Definisi
Subjek hukum internasional adalah entitas yang memiliki hak dan kewajiban berdasarkan hukum internasional serta memiliki kapasitas untuk bertindak dalam tatanan hukum internasional. Secara tradisional, negara merupakan subjek hukum internasional utama yang memiliki kedaulatan penuh. Namun dalam perkembangannya, subjek hukum internasional meluas mencakup organisasi internasional, Palang Merah Internasional (ICRC), Tahta Suci Vatikan, kaum belligerency, individu, dan entitas lainnya.
Negara sebagai subjek hukum internasional harus memenuhi empat unsur konstitutif sebagaimana diatur dalam Konvensi Montevideo 1933, yaitu penduduk tetap, wilayah tertentu, pemerintahan yang efektif, dan kemampuan untuk mengadakan hubungan dengan negara lain. Organisasi internasional memperoleh status subjek hukum internasional berdasarkan instrumen pendiriannya dan pengakuan melalui praktik negara-negara.

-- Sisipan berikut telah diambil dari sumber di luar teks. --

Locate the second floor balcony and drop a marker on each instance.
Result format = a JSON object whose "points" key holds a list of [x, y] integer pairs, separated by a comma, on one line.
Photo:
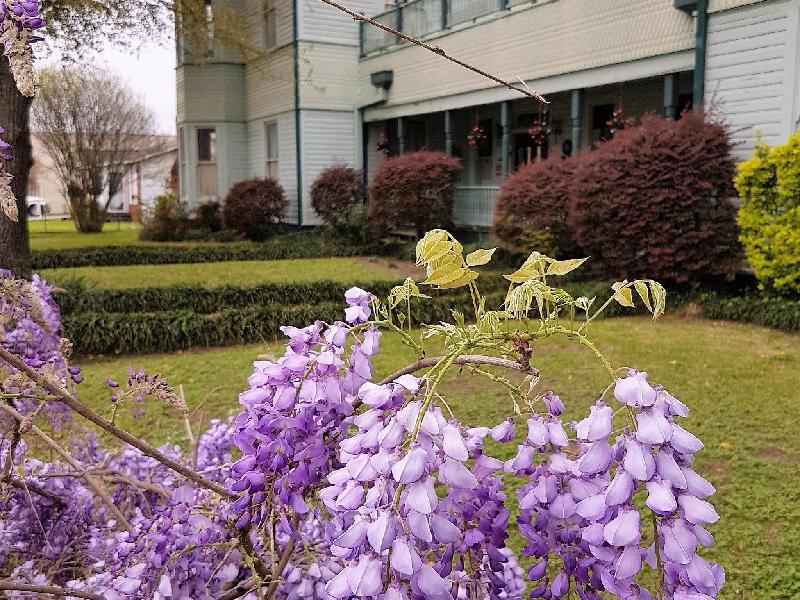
{"points": [[421, 18]]}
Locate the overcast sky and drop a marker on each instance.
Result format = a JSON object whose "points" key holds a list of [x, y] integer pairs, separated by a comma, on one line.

Dalam perkembangan hukum internasional modern, individu juga diakui sebagai subjek hukum internasional secara terbatas, terutama dalam konteks hukum hak asasi manusia dan hukum pidana internasional. Individu dapat menjadi pemegang hak berdasarkan perjanjian HAM serta dapat dimintai pertanggungjawaban pidana atas kejahatan internasional di hadapan mahkamah pidana internasional.
Contoh Kasus
Pengakuan Palestina sebagai negara pengamat non-anggota di PBB pada tahun 2012 melalui Resolusi Majelis Umum PBB 67/19 menunjukkan dinamika status subjek hukum internasional. Meskipun belum semua negara mengakui Palestina sebagai negara berdaulat, status tersebut memberikan Palestina kapasitas untuk bergabung dengan perjanjian internasional dan organisasi internasional, termasuk menjadi pihak pada Statuta Roma ICC.